Microsoft is already seeing the downside of trying to Copilot everything. Their software is now partly slop, shit randomly breaks, companies cancel Azure/Office subscriptions and move to on-prem, FOSS, etc. They've pumped their brakes quite a lot, but the damage may be too great to mitigate now.
If Google wants to lose money in the long run, then by all means, please continue.
Once you have that particular brand of cancer, its too late to save the company without drastic measures.
Nice
The sound of the guitar is good but the keyboard sounded realy awful, just like a Casio toy keyboard pretending to be a piano. Like truely awful sounding, which is when I prompted the AI to try to fix the tone and then it basically just removed it.
The drums were also waaaaay too prominent so I asked it make them a bit more subdued in the mix and it just ended up slowing down everything to the point it just kinda sounded like generic radio alt-rock instead.
But basically once the keyboards were forgotten no amount of prompting could “convince” it to bring them back.
I tried Suno a few months ago out of morbid curiosity and it was waaaay better than this.
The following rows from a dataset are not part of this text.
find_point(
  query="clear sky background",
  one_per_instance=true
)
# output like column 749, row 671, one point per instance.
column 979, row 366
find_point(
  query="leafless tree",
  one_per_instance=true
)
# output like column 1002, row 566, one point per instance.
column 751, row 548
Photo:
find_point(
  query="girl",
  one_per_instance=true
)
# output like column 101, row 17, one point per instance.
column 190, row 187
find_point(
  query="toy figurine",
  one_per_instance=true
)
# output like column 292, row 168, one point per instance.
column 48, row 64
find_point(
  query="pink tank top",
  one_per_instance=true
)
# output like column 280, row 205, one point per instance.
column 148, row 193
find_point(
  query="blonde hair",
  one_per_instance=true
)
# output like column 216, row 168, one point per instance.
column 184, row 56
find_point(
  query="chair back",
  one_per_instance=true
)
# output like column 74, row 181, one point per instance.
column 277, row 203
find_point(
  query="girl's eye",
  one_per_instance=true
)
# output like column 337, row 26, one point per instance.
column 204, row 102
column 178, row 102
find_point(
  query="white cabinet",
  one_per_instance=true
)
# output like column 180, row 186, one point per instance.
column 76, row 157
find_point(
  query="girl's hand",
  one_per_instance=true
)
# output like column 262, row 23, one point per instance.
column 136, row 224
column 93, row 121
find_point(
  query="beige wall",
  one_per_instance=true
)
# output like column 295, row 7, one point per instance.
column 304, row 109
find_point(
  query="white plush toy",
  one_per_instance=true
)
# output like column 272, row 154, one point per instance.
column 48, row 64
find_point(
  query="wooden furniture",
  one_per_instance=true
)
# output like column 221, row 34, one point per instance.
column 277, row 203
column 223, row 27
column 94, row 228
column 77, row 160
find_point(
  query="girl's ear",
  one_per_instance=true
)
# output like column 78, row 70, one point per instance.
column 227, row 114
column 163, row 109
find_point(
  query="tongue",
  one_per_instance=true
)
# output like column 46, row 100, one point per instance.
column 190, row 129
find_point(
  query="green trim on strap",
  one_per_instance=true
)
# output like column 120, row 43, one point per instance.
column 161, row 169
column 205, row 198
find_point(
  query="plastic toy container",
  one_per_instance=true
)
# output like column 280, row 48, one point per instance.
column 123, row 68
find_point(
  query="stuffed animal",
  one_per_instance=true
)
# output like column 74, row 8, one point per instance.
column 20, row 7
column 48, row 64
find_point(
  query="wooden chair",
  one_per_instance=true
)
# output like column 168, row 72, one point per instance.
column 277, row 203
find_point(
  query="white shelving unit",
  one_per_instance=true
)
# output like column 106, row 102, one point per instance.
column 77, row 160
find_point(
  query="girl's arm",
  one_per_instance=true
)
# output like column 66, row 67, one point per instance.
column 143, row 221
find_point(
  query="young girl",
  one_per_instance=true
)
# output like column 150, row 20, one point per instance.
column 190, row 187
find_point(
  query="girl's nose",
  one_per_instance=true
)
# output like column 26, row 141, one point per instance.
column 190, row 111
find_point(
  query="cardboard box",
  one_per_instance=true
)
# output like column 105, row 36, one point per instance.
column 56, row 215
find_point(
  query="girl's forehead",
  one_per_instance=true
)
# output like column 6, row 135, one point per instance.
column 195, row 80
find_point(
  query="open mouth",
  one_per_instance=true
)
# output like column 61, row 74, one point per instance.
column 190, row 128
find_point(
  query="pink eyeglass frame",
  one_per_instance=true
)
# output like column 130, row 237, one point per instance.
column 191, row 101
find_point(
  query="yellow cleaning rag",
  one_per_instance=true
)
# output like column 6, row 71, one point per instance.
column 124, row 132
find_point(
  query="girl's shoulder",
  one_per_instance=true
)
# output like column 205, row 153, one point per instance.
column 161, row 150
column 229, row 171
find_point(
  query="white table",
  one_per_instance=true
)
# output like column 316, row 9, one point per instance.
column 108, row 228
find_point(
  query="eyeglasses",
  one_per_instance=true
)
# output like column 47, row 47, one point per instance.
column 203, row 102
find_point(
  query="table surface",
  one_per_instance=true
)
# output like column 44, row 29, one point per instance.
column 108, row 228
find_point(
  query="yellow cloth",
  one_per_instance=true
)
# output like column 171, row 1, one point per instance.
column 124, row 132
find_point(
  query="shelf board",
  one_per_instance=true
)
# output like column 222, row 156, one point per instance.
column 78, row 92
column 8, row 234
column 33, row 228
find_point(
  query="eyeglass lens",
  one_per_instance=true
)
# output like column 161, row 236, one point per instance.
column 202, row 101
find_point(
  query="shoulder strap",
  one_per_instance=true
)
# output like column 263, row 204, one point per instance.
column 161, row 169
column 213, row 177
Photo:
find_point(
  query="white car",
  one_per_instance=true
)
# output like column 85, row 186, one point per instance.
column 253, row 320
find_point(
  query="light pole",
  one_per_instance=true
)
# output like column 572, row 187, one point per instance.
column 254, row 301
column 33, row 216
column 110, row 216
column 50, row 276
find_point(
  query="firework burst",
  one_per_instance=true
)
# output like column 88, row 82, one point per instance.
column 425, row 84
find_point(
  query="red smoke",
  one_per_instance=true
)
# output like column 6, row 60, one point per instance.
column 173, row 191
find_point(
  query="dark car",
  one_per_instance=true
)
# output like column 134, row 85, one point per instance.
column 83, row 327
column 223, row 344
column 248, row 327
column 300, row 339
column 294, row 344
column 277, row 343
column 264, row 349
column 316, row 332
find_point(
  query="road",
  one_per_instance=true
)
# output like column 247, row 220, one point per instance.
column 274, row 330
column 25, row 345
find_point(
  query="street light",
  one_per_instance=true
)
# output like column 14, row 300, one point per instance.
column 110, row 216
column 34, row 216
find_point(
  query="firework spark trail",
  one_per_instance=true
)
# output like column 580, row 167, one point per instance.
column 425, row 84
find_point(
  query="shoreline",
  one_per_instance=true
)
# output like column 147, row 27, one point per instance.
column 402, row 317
Actually got something that made my musician friends actually kinda nervous.
If Google can't see the difference between this and useful, moral AI tools then I worry for their path forward.
The music sounds decent, I feel like its missing some things, to be fair Suno still doesn't know what a Puerto Rican guiro is. I assume a lot of these AI platforms will take many iterations.
Things Suno needs to figure out and maybe Google now too, is how to let someone pick a specific voice, and get a rather unique voice, I've heard a few songs in Suno with similar voices to my own songs, and its kind of weird.
I do love making the songs as a hobby, so not a big deal. All in all, AI music is really fun to toy with, especially blending genres together.
One very noticeable difference against Suno is Google Flow Music lets you make Music Videos, which I have yet to test. I wonder if I can use my Suno songs to make music videos for them, not sure I'm vibing with Google's Music AI yet.
Aside: Makes me chuckle a little, since "Flow Music" is a reggaeton catch phrase by Arcangel who would always say "Flow Music" even though it was always called "Flow Factory" he would call it Flow Music.
Edit:
There's some awkward factors Google will need to work out, while the instruments and voices sound nice and clear, the rythm feels weirdly off for some songs, its like the voices are not matching the genre mix, its also missing some nuances I've asked for, I assume it does not know what "wobble bass" means. Suno lets you describe nuanced specific sounds or instruments and uses them how you describe.
I told it to have a dubstep breakdown in the middle, it keeps the artist singing / rapping, which is bizarre, that's not how a breakdown would be...
Suno takes great care to make sure the voice always matches whatever is going on with the beat, including humming the beat / bass / brass / whatever instruments are being played.
Glad Suno is going to have some real competition, I just hope Google doesn't kill Suno with its bigger wallet, would be a shame.
Edit:
Final verdict from me is, it feels like less polished than Suno in terms of music, but more features. Suno lacks music creation which still annoys me they let you make a lyric video that's one single orientation / resolution, you have zero control over it otherwise.
There's a "workspace builder" which you prompt and it builds a web app that lets you create songs and what not, not sure what all the features of it is, but it is interesting as well.
If they get this more on par with Suno, they might for the first time ever take money from me since I left the Android / Google platform many moons ago.